Le Grand Marin # Catherine Poulain
Je vais vous entrainer à la découverte d'un tout premier livre, qui pour moi est une réussite absolue. Tout est fascinant : le style incroyablement puissant de l'écriture, l'histoire si atypique, et l'écrivain, une femme hors du commun.
J'avais été émue et subjuguée par la force qui se dégageait de Catherine Poulain malgré son apparence frêle, sa timidité lorsqu'elle parlait de son livre.
Ses mots simples et sincères sonnaient presque maladroitement après la virtuosité un peu empreintée des autres auteurs interviewés avant elle, à la Grande Librairie.
Puis une autre interview d'elle, que j'écoutais avidemment sur France Culture, sur la route du weekend vers la Normandie, et où elle avait lu quelques pages, de sa voix profonde.
J'étais littéralement tombée sous le charme de l'auteure, et ce livre, Le Grand Marin, largement autobiographique, figurait en bonne position dans ma pile à lire.
Je me suis fait happée totalement par le récit incroyable d'une femme qui fera tout pour devenir un vrai marin, dans des conditions extrêmes, en Alaska.
L'écriture est vive, précise, rapide, rude parfois, comme les campagnes de pêche. C'est cru, le lecteur est remué par les tempêtes, par la violence du climat, des hommes.
Tout semble si desespéré. Ces marins ne sont des hommes qu'en mer, solidaires malgré les conditions extrêmes et la frugalité des contacts.
Ils se transforment en loques imbibées d'alcool et de drogues, à la dérive sur la terre ferme. Et on se demande ce qui les a tous attirés là, marginaux sauf en mer.
Pourquoi Lili a-t-elle échoué dans ce bout du monde hostile et froid ? On sait qu'elle a fui la France, sans savoir pourquoi vraiment.
Quel vent l'a transportée jusqu'à l'ile de Kodiack, un cauchemar pour tout être normal.
Lili n'attend rien de particulier de la vie, sauf de faire ses preuves et conquérir ses galons de marin, pour enfin aller pêcher le crabe sur la mer de Béring, pêche tant redoutée, dans les pires conditions.

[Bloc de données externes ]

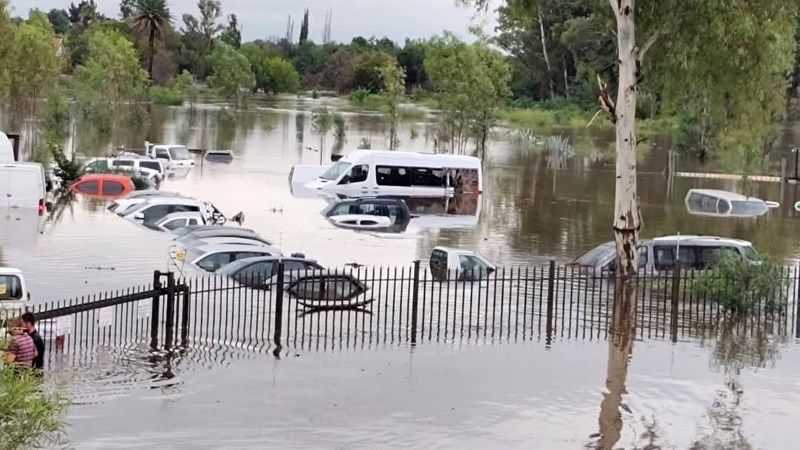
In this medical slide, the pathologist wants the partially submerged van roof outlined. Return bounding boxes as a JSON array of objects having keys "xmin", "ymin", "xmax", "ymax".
[{"xmin": 339, "ymin": 150, "xmax": 481, "ymax": 168}]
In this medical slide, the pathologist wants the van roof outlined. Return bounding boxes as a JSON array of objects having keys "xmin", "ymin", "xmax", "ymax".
[
  {"xmin": 0, "ymin": 267, "xmax": 22, "ymax": 275},
  {"xmin": 339, "ymin": 150, "xmax": 481, "ymax": 168},
  {"xmin": 652, "ymin": 234, "xmax": 753, "ymax": 246}
]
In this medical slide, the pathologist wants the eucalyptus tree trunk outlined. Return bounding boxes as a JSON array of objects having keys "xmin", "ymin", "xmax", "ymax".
[
  {"xmin": 601, "ymin": 0, "xmax": 649, "ymax": 333},
  {"xmin": 536, "ymin": 7, "xmax": 556, "ymax": 98}
]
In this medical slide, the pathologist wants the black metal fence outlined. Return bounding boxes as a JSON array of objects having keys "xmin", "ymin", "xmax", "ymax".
[{"xmin": 21, "ymin": 262, "xmax": 800, "ymax": 366}]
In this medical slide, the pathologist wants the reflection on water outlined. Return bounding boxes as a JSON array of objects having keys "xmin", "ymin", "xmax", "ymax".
[{"xmin": 7, "ymin": 99, "xmax": 800, "ymax": 448}]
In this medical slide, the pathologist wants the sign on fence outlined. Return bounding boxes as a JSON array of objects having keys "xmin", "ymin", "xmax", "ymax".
[
  {"xmin": 136, "ymin": 298, "xmax": 151, "ymax": 319},
  {"xmin": 56, "ymin": 316, "xmax": 72, "ymax": 336},
  {"xmin": 97, "ymin": 306, "xmax": 114, "ymax": 327}
]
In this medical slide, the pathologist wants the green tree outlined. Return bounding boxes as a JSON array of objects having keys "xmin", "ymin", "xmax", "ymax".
[
  {"xmin": 380, "ymin": 64, "xmax": 406, "ymax": 150},
  {"xmin": 351, "ymin": 51, "xmax": 397, "ymax": 94},
  {"xmin": 219, "ymin": 14, "xmax": 242, "ymax": 48},
  {"xmin": 47, "ymin": 8, "xmax": 72, "ymax": 34},
  {"xmin": 74, "ymin": 28, "xmax": 152, "ymax": 129},
  {"xmin": 425, "ymin": 34, "xmax": 510, "ymax": 156},
  {"xmin": 298, "ymin": 8, "xmax": 308, "ymax": 45},
  {"xmin": 8, "ymin": 10, "xmax": 61, "ymax": 117},
  {"xmin": 128, "ymin": 0, "xmax": 172, "ymax": 80},
  {"xmin": 209, "ymin": 42, "xmax": 256, "ymax": 109},
  {"xmin": 0, "ymin": 366, "xmax": 69, "ymax": 450}
]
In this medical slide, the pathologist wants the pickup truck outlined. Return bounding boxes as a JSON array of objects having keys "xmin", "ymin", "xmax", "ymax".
[{"xmin": 430, "ymin": 247, "xmax": 497, "ymax": 281}]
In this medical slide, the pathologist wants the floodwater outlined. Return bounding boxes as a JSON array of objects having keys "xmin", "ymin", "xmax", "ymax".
[{"xmin": 0, "ymin": 98, "xmax": 800, "ymax": 449}]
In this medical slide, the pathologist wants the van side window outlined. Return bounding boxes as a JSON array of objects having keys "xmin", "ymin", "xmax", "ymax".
[
  {"xmin": 375, "ymin": 166, "xmax": 411, "ymax": 186},
  {"xmin": 103, "ymin": 181, "xmax": 125, "ymax": 195},
  {"xmin": 653, "ymin": 246, "xmax": 675, "ymax": 270},
  {"xmin": 411, "ymin": 167, "xmax": 447, "ymax": 187},
  {"xmin": 639, "ymin": 246, "xmax": 648, "ymax": 269}
]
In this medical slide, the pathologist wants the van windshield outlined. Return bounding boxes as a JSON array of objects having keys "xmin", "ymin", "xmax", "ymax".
[
  {"xmin": 0, "ymin": 275, "xmax": 23, "ymax": 300},
  {"xmin": 169, "ymin": 145, "xmax": 192, "ymax": 161},
  {"xmin": 320, "ymin": 161, "xmax": 352, "ymax": 181}
]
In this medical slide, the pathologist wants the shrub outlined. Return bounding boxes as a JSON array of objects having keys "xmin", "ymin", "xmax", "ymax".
[
  {"xmin": 691, "ymin": 250, "xmax": 788, "ymax": 317},
  {"xmin": 0, "ymin": 365, "xmax": 68, "ymax": 450},
  {"xmin": 150, "ymin": 86, "xmax": 183, "ymax": 106}
]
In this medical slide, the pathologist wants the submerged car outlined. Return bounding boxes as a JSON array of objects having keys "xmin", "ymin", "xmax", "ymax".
[
  {"xmin": 176, "ymin": 244, "xmax": 283, "ymax": 272},
  {"xmin": 567, "ymin": 235, "xmax": 759, "ymax": 273},
  {"xmin": 216, "ymin": 256, "xmax": 324, "ymax": 289},
  {"xmin": 684, "ymin": 189, "xmax": 779, "ymax": 217},
  {"xmin": 429, "ymin": 247, "xmax": 497, "ymax": 281},
  {"xmin": 321, "ymin": 197, "xmax": 411, "ymax": 233}
]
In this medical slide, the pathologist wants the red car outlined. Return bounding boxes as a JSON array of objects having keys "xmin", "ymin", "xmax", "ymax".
[{"xmin": 69, "ymin": 173, "xmax": 136, "ymax": 200}]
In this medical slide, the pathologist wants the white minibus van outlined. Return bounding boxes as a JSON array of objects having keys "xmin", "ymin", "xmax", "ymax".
[
  {"xmin": 304, "ymin": 150, "xmax": 483, "ymax": 197},
  {"xmin": 0, "ymin": 162, "xmax": 47, "ymax": 213}
]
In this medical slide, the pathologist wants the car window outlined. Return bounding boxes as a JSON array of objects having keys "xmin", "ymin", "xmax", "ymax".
[
  {"xmin": 103, "ymin": 181, "xmax": 125, "ymax": 195},
  {"xmin": 411, "ymin": 167, "xmax": 447, "ymax": 187},
  {"xmin": 339, "ymin": 164, "xmax": 369, "ymax": 184},
  {"xmin": 653, "ymin": 246, "xmax": 675, "ymax": 270},
  {"xmin": 139, "ymin": 161, "xmax": 161, "ymax": 172},
  {"xmin": 197, "ymin": 252, "xmax": 233, "ymax": 272},
  {"xmin": 375, "ymin": 166, "xmax": 411, "ymax": 186},
  {"xmin": 0, "ymin": 275, "xmax": 23, "ymax": 300},
  {"xmin": 233, "ymin": 258, "xmax": 273, "ymax": 283},
  {"xmin": 458, "ymin": 255, "xmax": 489, "ymax": 277},
  {"xmin": 163, "ymin": 218, "xmax": 186, "ymax": 231},
  {"xmin": 283, "ymin": 261, "xmax": 318, "ymax": 272},
  {"xmin": 75, "ymin": 180, "xmax": 100, "ymax": 194}
]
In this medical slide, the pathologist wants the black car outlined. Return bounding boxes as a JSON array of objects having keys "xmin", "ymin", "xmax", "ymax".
[
  {"xmin": 215, "ymin": 256, "xmax": 324, "ymax": 289},
  {"xmin": 322, "ymin": 197, "xmax": 411, "ymax": 233}
]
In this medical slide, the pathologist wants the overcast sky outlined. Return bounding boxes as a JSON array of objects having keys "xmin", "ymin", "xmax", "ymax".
[{"xmin": 11, "ymin": 0, "xmax": 499, "ymax": 42}]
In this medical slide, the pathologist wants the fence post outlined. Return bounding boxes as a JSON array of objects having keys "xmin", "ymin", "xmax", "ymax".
[
  {"xmin": 150, "ymin": 270, "xmax": 163, "ymax": 350},
  {"xmin": 670, "ymin": 261, "xmax": 681, "ymax": 342},
  {"xmin": 547, "ymin": 259, "xmax": 556, "ymax": 343},
  {"xmin": 272, "ymin": 260, "xmax": 285, "ymax": 358},
  {"xmin": 181, "ymin": 284, "xmax": 192, "ymax": 347},
  {"xmin": 164, "ymin": 272, "xmax": 175, "ymax": 350},
  {"xmin": 411, "ymin": 259, "xmax": 419, "ymax": 345}
]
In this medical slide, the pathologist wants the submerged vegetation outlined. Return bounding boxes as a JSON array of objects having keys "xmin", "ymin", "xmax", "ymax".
[{"xmin": 691, "ymin": 251, "xmax": 788, "ymax": 319}]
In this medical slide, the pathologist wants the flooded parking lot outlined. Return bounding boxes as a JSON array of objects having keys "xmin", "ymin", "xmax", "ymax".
[{"xmin": 0, "ymin": 99, "xmax": 800, "ymax": 449}]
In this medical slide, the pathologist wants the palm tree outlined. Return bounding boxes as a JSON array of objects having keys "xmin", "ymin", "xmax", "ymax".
[{"xmin": 128, "ymin": 0, "xmax": 172, "ymax": 80}]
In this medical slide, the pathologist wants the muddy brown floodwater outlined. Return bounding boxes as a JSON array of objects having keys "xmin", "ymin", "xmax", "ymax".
[{"xmin": 0, "ymin": 98, "xmax": 800, "ymax": 449}]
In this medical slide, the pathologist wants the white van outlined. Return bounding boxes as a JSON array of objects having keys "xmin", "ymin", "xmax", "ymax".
[
  {"xmin": 0, "ymin": 131, "xmax": 14, "ymax": 163},
  {"xmin": 0, "ymin": 163, "xmax": 47, "ymax": 213},
  {"xmin": 304, "ymin": 150, "xmax": 483, "ymax": 197}
]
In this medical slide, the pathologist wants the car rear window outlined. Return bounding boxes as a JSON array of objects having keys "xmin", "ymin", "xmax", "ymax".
[
  {"xmin": 572, "ymin": 244, "xmax": 614, "ymax": 267},
  {"xmin": 0, "ymin": 275, "xmax": 23, "ymax": 300}
]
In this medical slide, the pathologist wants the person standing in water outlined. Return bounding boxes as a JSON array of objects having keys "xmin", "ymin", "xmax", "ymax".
[
  {"xmin": 22, "ymin": 312, "xmax": 44, "ymax": 370},
  {"xmin": 6, "ymin": 317, "xmax": 37, "ymax": 368}
]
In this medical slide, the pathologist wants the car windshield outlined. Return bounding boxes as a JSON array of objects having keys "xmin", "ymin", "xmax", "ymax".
[
  {"xmin": 320, "ymin": 161, "xmax": 352, "ymax": 181},
  {"xmin": 169, "ymin": 145, "xmax": 192, "ymax": 160}
]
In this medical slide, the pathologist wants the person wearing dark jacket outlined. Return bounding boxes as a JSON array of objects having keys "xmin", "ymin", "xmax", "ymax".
[{"xmin": 22, "ymin": 312, "xmax": 44, "ymax": 370}]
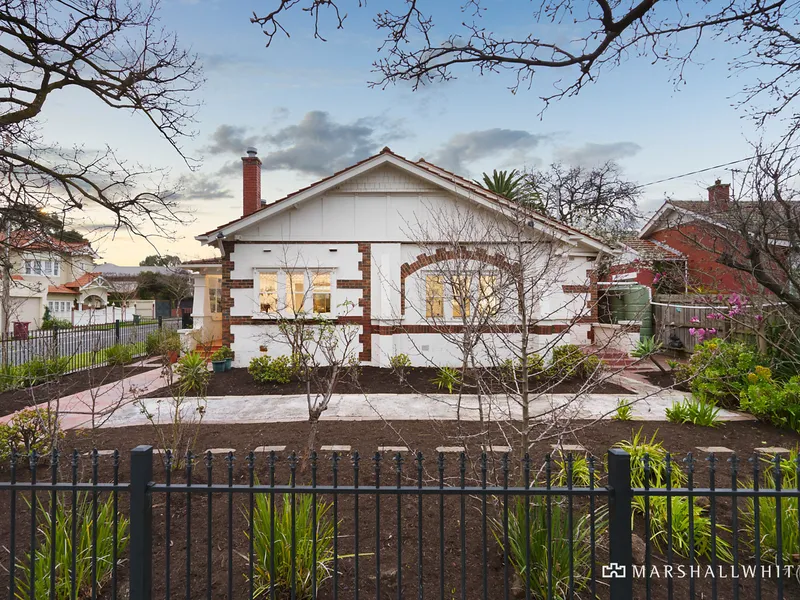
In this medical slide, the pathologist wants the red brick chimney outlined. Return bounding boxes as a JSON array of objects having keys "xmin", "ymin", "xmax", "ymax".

Elle veut être libre, pour toujours, même si cette liberté a un prix, et même l'amour rugueux et rustre que lui porte le Grand Marin ne l'attrape pas dans ses filets. L'homme-lion, celui qu'elle admire en mer, un fauve sur l'océan, mais un colosse qui échoue dans les bars dès qu'il débarque,
Catherine Poulain réussit à transformer le regard du lecteur sur ces parias. On comprend le désespoir latent qui plane sur le port. Le désoeuvrement entre deux campagnes de pêche.
On vit au rythme de Lili, sa quête éperdue d'un bateau prêt à l'embaucher, elle, la clandestine.
On admire son obstination, son courage, malgré la rudesse des marins, ses blessures, la peur en mer, à s'en rendre malade.
On la comprend.
Elle est parvenue à réaliser son rêve, même s'il nous semble bien étrange, à nous lecteur, douillettement emmitouflé dans ses couvertures et ses oreillers moelleux.
Il faut absolument découvrir le style incroyable de Catherine Poulain.
La poésie des pages en mer, qui transforment les campagnes de pêche en un ballet muet dans la violence assourdissante des tempêtes.
La justesse des portraits de ces pêcheurs de l'extrême, des habitants de Kodiack, de ces vieilles indiennes abîmées par l'alcool.
La rudesse de l'histoire, la violence des corps à corps avec les flétans, poissons immenses et convoités, celle des hommes une fois à terre...
Ce livre est un phénomène littéraire, écrit par une femme qui a été marin pendant dix ans en Alaska, puis bergère dans les Hautes-Alpes.
Son écriture est formidable, atypique, comme cet écrivain qui détonne dans les salons parisiens, et n'en est que plus attachante.
Embarquez-vous à bord du Rebel, vous allez adorer. Laisser vous emporter par cette déferlante.
Le Grand Marin, de Catherine Poulain, aux Editions de l'Olivier.